His eyes say "I'm soft at heart" but his teeth! They do not lie. There is gum showing. It is almost spring and he is ready to play.
Raccoons. Walking garbage bags. That is to say, there is literally a lot of junk in their trunk. HUGE beasts of the urban wilderness. Less cautionary then their stinky brother the skunk, more obvious than the common rat. Lover of banana peels, creature of the night.
Ugh.
It's strange because raccoons up north? They don't bother me. Except for that time Ciaran hit one with our car on the way to the cottage and I literally heard its neck crack into a million pieces. That kinda bothered me. Because up north you don't see a raccoon until it's too late. That is to say they are more modest in the north country. But city raccoons? They are arrogant fuckers.
Last summer we were gone for a couple of days and one got into our green garbage outside. They ate random stuff and left other gross bits around. But gross of all? They ate TISSUES. Which means they ate my snot. Now that...that's just a problem. Anyway, we had to pick up all the scattered remains of green garbage, which is kind of unpredictable, because you don't know just how bad something smells until you actually pick it up AND subsequently you don't know if you pick something up whether or not it will structurally stay together long enough for you to get it into the bag without collapsing into the fourth and final stage of decomposition.

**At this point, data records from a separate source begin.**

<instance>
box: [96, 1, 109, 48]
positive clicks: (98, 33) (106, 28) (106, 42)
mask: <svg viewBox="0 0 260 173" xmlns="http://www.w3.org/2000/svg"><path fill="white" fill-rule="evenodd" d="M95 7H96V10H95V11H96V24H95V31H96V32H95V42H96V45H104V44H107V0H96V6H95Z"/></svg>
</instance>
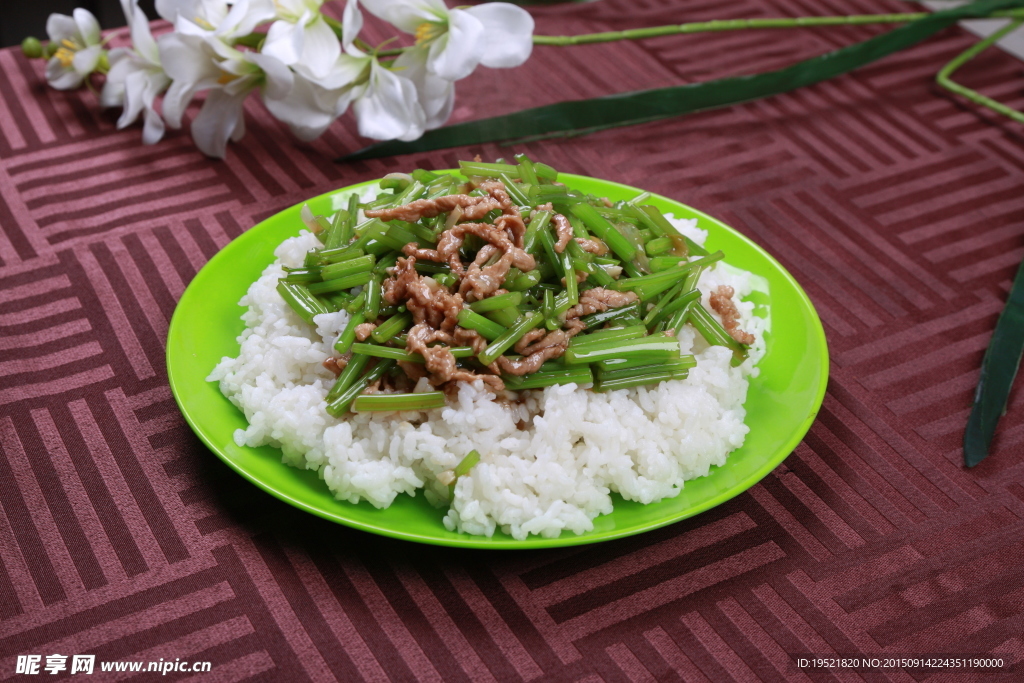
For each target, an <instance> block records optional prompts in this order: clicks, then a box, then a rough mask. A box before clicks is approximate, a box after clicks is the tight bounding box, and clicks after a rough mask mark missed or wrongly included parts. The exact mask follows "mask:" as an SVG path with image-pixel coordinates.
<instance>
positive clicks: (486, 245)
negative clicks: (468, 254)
mask: <svg viewBox="0 0 1024 683" xmlns="http://www.w3.org/2000/svg"><path fill="white" fill-rule="evenodd" d="M487 247H492V245H486V246H484V247H483V249H481V250H480V251H481V252H482V251H483V250H484V249H486V248H487ZM492 248H494V249H497V247H492ZM512 259H513V254H512V253H511V252H505V253H504V254H502V257H501V258H500V259H498V260H497V261H495V262H494V263H492V264H490V265H488V266H484V267H482V268H481V267H480V266H479V265H478V264H477V263H476V261H474V262H473V264H472V265H470V266H469V270H467V271H466V276H465V278H463V280H462V282H461V283H459V294H461V295H462V296H463V297H464V298H465V299H466V301H479V300H480V299H486V298H487V297H489V296H493V295H494V294H495V293H496V292H497V291H498V290H499V289H500V288H501V286H502V284H503V283H504V282H505V275H507V274H508V272H509V268H511V267H512ZM477 260H479V258H477ZM484 260H486V259H484Z"/></svg>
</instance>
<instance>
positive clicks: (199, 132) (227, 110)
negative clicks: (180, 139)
mask: <svg viewBox="0 0 1024 683" xmlns="http://www.w3.org/2000/svg"><path fill="white" fill-rule="evenodd" d="M245 99H246V98H245V95H228V94H227V93H225V92H224V91H223V90H213V91H211V92H210V94H209V95H207V97H206V101H205V102H203V109H201V110H200V112H199V115H198V116H197V117H196V120H195V121H193V125H191V133H193V140H195V141H196V146H198V147H199V148H200V151H201V152H202V153H203V154H205V155H206V156H207V157H213V158H214V159H223V158H224V155H225V153H226V152H227V140H229V139H233V138H234V135H236V133H237V131H238V129H239V128H240V126H241V127H242V131H243V132H244V131H245V121H244V116H245V115H244V112H243V104H244V103H245Z"/></svg>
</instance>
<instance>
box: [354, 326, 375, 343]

Fucking raccoons. They're hooligans! Last night I heard a distinct noise near the back door of our apartment. I was reading and I gasped and Ciaran sat straight up (the poor man was asleep) and I thought someone was trying to break into our place. We listened. There was no sound. We went through the apartment. We saw nothing.
This morning Ciaran called me and told me the garbage cans were all askew in the back. But we're smart. We now bungee the green garbage because the little shits know how to get into the lock on the green garbage (not that it's complex or anything). But a bungee! It's brilliant. It must infuriate them. Their little claws unable to figure out the sheer simplicity of elasticity. It gives me great joy to think of their plight.
But I shouldn't get too cocky. No. For they are always watching.